Египетские кошачьи глаза Констанции весело сверкнули.
– Приехал, разведал о моем вдовстве и дня не вытерпел, нагрянул. Сказал, чем пахну, – лавандой, мол, я и не знала. Ох, как же он нюхал меня! Мой белый зверь!.. Не седые волосы у Иоганна, сроду такой… «Никуда, – сказал, – не уйду от тебя, хоть гони». За что гнать? Мастер, работяга, добрый человек. С тех пор, как зажили вдвоем, ни местные, ни городские красотки не залучали его к себе. А старались-то, о-ой! И просто так вешались, и по пьяни, собственными глазами видала. Иоганн выпить любит. Ну, сейчас не слишком, прошло то время, когда неделю без просыху… О детях мечтал. Моложе были, я, помню, подначивала: иди, женись на невинной девке, деток нарожаете, заживешь семьей по-хорошему. Добро ли со мной, бесплодной вдовицей, век куковать? А он: «Не могу, – говорит. – У чужих баб дух не тот, мне без приязни». Было однажды, уходила я от него, пил сильно. Ну, кончил глыкать и пошел искать, как в прятках дитя. Думала – век не отыщет, нарочно сняла комнату в другой деревне, за две от нашей. Сама плачу, сад, коров жалею, соседке присмотреть поручила за сдоенное молоко. Хотела уже вертаться домой, и тут он, нашел-таки. После проведала я, – не Иоганн рассказал, люди дивились: в каждый дом зашел, ничего не спрашивал, а только воздух нюхал, и шагал дальше – из деревни в деревню… Может, сам бог дал ему обоняние для чутья моего только тела?..
Марии теперь мерещилось, что все в доме помечено суховатым лавандовым ароматом с легким привкусом горечи.
– О-ох, если совсем честно, была у него одна в Паланге, – вздохнула Констанция. – Два раза к ней ходил. Мне подсказали, я съездила взглянуть. Не-е, скандалить не стала бы. Подкараулила, посмотрела-понюхала и все поняла. Женщина та молодая красотка, не чета мне, но фокус не в том. Духами пахла – лаванда с мятой. На духи Иоганн повелся. Потом сам признался во всем… Вот так. – Она встрепенулась. – Ой, придут сейчас наши работнички, а ужин не готов! Помогай!

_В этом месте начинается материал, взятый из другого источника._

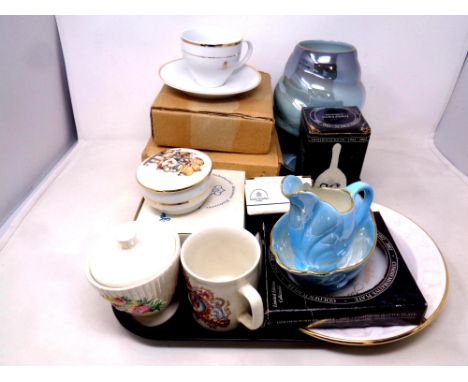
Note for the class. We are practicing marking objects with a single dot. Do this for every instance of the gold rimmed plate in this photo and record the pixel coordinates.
(428, 268)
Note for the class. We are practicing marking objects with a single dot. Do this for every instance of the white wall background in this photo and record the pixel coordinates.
(409, 64)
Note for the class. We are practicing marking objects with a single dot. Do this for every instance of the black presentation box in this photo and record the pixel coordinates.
(332, 144)
(392, 298)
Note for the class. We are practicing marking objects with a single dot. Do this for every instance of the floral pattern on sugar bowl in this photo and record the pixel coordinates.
(178, 161)
(140, 306)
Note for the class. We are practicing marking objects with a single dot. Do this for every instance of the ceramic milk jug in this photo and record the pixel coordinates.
(323, 221)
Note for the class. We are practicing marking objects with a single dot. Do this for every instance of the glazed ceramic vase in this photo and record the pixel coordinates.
(318, 73)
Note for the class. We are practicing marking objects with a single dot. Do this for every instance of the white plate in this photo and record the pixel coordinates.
(176, 75)
(428, 269)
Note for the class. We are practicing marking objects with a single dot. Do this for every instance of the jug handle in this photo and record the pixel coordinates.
(357, 187)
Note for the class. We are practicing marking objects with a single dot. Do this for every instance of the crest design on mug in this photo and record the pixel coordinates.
(213, 311)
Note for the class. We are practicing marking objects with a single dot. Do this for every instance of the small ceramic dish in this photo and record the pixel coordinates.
(176, 181)
(357, 255)
(136, 269)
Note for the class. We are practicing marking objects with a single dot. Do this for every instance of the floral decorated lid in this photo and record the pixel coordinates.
(133, 254)
(174, 170)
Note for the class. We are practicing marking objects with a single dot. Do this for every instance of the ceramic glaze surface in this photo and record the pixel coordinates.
(176, 181)
(318, 73)
(136, 269)
(222, 270)
(322, 222)
(132, 254)
(327, 235)
(212, 55)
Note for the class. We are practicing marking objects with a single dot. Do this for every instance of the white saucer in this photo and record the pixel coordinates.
(427, 266)
(176, 75)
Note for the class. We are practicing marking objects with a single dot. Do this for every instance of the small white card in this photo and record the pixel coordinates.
(263, 195)
(224, 207)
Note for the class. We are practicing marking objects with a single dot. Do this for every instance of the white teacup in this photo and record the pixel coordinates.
(222, 267)
(212, 54)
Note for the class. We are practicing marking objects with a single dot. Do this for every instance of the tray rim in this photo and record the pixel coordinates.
(405, 334)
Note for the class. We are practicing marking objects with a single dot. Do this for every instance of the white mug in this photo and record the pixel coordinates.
(221, 267)
(212, 55)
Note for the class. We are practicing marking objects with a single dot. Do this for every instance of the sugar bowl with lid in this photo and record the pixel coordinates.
(176, 181)
(135, 267)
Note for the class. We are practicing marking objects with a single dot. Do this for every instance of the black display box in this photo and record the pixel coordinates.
(332, 145)
(395, 299)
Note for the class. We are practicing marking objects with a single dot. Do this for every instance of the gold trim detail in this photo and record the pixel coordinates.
(220, 58)
(210, 45)
(314, 273)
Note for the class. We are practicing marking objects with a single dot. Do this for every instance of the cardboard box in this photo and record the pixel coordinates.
(240, 124)
(384, 294)
(223, 207)
(253, 164)
(333, 144)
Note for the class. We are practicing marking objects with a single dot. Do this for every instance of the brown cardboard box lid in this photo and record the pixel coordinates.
(253, 164)
(255, 104)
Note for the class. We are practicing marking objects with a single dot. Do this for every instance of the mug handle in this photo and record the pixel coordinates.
(255, 320)
(355, 188)
(246, 56)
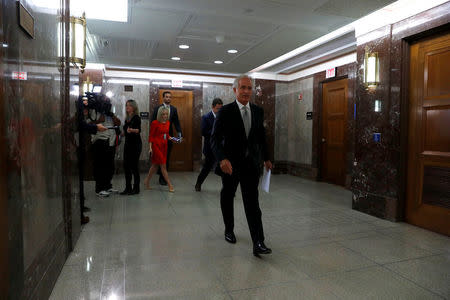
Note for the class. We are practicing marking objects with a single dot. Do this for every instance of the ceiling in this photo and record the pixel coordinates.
(260, 30)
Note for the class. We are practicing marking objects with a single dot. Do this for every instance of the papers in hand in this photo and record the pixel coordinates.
(265, 182)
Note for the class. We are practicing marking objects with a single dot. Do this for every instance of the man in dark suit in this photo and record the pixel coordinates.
(238, 141)
(174, 121)
(207, 125)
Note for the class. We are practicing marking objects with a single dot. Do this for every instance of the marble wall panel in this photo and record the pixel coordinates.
(32, 115)
(293, 133)
(379, 179)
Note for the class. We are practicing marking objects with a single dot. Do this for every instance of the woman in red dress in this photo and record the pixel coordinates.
(159, 135)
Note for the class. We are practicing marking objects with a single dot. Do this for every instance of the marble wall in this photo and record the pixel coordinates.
(379, 177)
(32, 113)
(216, 90)
(293, 132)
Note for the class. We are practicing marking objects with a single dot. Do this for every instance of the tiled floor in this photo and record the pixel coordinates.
(163, 245)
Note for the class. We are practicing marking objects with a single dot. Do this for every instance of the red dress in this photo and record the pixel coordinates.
(159, 135)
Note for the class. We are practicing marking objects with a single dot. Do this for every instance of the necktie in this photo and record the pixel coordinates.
(246, 119)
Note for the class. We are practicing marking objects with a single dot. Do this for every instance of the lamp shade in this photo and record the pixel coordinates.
(371, 69)
(78, 41)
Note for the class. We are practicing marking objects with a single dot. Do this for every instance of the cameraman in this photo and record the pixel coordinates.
(84, 128)
(104, 144)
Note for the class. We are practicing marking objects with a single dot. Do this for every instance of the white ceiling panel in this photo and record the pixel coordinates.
(259, 29)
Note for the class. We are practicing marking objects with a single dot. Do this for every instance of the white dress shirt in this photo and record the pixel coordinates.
(241, 106)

Несмотря на полноту, Констанция двигалась быстро и ловко. На столе появилась миска с литовскими цепеллинами – варениками из картофельного теста с рубленой свининой. Мария смущенно заметила, что муж свинину не ест. Хозяйка понимающе кивнула, не любопытствуя, и тотчас налепила вареников со сладкой творожной начинкой.
– Ты женщина умная, с образованием, скажи, как думаешь: отчего это? Запах мой – отчего? Душистой водой не брызгаюсь, притирками не мажусь. Всю жизнь с коровами. Ем, что другие едят…

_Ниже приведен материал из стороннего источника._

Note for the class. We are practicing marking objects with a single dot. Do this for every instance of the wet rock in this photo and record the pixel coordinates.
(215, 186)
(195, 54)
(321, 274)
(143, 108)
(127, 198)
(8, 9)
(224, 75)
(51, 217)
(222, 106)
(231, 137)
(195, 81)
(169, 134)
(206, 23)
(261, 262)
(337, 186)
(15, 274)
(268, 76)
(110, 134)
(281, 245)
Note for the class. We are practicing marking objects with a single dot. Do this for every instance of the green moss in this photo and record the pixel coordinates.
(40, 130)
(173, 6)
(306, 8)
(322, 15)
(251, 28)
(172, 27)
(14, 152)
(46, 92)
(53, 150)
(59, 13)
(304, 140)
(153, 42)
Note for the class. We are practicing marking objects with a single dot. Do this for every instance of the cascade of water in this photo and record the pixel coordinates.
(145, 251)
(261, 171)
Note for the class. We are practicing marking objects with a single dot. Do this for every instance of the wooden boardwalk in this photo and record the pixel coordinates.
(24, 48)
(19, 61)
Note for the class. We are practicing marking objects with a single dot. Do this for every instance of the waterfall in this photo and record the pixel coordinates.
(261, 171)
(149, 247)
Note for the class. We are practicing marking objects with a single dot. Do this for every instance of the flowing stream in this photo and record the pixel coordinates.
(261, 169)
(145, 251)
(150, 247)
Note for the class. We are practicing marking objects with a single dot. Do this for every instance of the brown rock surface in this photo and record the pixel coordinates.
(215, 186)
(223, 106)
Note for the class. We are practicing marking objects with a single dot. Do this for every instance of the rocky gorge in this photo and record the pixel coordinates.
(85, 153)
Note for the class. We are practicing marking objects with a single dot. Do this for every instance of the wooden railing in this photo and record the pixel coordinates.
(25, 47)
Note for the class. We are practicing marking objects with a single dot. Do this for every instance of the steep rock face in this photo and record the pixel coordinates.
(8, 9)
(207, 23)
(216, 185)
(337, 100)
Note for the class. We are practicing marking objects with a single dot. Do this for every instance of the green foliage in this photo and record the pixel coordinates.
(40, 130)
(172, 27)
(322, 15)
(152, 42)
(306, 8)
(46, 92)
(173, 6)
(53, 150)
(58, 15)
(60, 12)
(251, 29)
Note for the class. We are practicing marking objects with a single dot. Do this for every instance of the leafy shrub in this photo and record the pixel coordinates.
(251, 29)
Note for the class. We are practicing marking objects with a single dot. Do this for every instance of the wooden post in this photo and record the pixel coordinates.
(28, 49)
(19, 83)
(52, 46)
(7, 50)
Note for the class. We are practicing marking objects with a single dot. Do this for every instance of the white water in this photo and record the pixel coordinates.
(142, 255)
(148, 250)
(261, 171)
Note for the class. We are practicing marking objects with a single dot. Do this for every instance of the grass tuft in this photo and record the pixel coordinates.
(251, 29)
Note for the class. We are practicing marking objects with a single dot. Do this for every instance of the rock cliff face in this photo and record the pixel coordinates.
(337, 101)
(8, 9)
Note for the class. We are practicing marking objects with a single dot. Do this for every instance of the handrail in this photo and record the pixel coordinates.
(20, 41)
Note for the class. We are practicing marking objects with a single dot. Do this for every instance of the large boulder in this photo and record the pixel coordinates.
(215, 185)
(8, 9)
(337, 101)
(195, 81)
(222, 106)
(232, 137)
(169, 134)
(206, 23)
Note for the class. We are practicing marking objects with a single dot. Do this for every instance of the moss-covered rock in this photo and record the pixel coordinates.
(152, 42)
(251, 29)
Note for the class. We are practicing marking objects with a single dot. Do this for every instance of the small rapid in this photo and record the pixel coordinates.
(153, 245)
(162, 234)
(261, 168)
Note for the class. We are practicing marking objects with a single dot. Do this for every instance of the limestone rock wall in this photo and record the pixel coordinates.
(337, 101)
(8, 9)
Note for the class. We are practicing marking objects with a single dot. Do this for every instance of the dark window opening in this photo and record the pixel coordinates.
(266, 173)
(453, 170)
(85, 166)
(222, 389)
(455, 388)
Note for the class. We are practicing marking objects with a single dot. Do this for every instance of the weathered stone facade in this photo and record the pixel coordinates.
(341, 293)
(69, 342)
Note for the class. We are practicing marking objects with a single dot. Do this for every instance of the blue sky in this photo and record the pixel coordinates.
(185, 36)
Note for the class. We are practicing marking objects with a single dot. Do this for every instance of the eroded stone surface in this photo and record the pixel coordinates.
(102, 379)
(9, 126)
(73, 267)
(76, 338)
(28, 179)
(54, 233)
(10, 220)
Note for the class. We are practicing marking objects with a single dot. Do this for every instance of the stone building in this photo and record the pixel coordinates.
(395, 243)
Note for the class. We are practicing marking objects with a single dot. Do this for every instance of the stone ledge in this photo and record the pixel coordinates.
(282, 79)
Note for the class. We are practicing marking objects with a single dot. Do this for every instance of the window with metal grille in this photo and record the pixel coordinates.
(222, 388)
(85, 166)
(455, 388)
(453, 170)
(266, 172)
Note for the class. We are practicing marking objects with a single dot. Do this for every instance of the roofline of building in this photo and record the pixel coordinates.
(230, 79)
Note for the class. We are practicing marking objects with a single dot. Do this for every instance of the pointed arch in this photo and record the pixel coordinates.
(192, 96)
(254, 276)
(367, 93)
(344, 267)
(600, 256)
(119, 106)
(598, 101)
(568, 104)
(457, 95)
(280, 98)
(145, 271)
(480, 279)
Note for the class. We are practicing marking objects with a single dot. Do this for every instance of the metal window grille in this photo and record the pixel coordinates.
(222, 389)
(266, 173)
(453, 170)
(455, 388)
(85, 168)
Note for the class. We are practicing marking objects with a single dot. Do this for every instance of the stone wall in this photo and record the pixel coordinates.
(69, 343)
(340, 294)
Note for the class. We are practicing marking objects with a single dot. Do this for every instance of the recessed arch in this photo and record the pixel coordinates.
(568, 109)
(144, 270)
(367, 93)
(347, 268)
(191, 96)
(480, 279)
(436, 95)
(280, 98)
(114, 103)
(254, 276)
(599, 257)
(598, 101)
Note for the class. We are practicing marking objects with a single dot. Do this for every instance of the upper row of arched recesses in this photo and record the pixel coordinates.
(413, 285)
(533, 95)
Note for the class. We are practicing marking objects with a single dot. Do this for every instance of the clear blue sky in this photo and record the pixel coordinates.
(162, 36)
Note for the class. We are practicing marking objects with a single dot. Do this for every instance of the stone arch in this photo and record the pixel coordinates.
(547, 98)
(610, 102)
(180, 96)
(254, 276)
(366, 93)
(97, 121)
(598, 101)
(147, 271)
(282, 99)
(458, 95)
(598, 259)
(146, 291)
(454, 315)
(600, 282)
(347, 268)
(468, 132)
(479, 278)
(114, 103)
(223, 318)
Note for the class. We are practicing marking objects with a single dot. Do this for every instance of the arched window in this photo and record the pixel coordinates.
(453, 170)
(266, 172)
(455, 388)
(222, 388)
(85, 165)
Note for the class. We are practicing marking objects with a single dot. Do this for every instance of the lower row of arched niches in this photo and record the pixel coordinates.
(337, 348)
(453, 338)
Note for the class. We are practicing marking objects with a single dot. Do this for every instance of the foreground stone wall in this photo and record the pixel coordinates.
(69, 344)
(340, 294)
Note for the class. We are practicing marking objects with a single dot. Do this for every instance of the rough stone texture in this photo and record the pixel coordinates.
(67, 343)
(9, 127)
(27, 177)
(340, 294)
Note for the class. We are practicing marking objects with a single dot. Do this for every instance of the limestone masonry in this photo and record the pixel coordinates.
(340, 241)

Констанция не ждала ответа. Говорила, словно жалуясь, в то же время не без гордости.
– С детства не болела ничем. Два моих брата и сестра от тифа померли, а мне хоть бы хны. Всего раз была у доктора, о бесплодии спросить. Он подтвердил: не сможешь зачать, скажи спасибо, что годна для постели… Вот так.
Констанция полила мясные цепеллины горячими шкварками, присыпала зеленью, и едва успела плеснуть на творожники топленого масла, как явились кузнецы, свежеумытые и голодные.
Хаим был очень горд работой. На правой руке краснели точки ожогов.
– Окалина брызнула, – сказал небрежно.
Хозяин незлобиво упрекнул жену:
– Что, болтунья, дорвалась языком чесать? Мечи-ка с подполья гусака, пропустим с устатку. Доброе родилось у нас солнце.
Видно, чувствуя себя виноватой, Констанция поспешно вынесла длинношеюю двухлитровую бутыль зеленого стекла и рыбницу с копченой сельдью.